The final chapter dealing with physical handicaps, “Mobility Handicaps,” deserves a separate paragraph, for here the scientific examination, over the past few decades, of human skeletal remains (osteology), from Classical Antiquity, for instance from Urbino in Roman Italy during the imperial period, has significantly rounded out our picture, for which we otherwise would be totally dependent on written sources, which, of course, are also used by Laes. Three of the four remains examined point to “physical restrictions” accompanied “daily” by “severe pain” (170) suffered by those afflicted, and in this they are almost certainly typical of much of the population, “[a]nd this [condition] meant no hindrance to the performance of (heavy) physical labour.” (170) Far more than the medical treatises and other written sources it is the osteological record that makes the most graphic impact on us regarding the daily lot of the laboring classes.
The chapter containing the “Final Conclusions” is rather lengthy, 22 pages, but its principal conclusions, already to a large extent anticipated in the previous chapters, may be conveniently summarized. First of all, Laes is obviously supportive of a comparative methodology of research, drawing heavily and to good effect on facts and figures from the contemporary world such as provided by the World Health Organization as well as on the insights of modern scholars such as the ethicist Martha Nussbaum, while at the same time recommending future studies in disability history” comparing the Greco-Roman world with other ancient societies and cultures. Secondly, we are presented with a picture of both social exclusion and social integration for the handicapped, the nature and extent of these conditions greatly dependent on the afflicted person’s social class. Thirdly, a person’s handicap, whether physical or mental, also played a major role in the formation of his or her identity, above all social identity, which was firmly shaped by what was largely a shame-culture. Fourthly and finally, with its soteriological perspective on suffering, Christianity brought about a major change in mentality, and so it is not surprising that “[i]n the miracle-stories of the saints, which steadfastly followed the wonders performed by Jesus, the information about the handicapped increased exponentially.” (202-3).
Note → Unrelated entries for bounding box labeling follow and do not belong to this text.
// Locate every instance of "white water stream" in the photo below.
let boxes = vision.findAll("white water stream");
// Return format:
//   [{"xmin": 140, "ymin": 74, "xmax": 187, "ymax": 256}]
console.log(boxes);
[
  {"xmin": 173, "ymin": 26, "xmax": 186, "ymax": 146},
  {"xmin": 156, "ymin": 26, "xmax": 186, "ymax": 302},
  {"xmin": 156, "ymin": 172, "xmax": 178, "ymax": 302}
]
To conclude: To a fascinating and important facet of the social history of the Greco-Roman world Laes has brought a formidable erudition, clarity, and insight. It is worth mentioning that his English-language book on children in Roman Empire (listed in the bibliography referred to in the first paragraph) was preceded by a Dutch version.1 In my BMCR review (2006.08.28) of the latter, I judged that its excellence called for a speedy translation, and this is, once more, my recommendation and sincere hope.
1. Christian Laes, Kinderen in het Romeinse Rijk: Zes Eeuwen Dagelijks Leven (“Children among the Romans: Six Centuries of Daily Life”). Leuven: Davidsfonds Uitgeverij, 2006.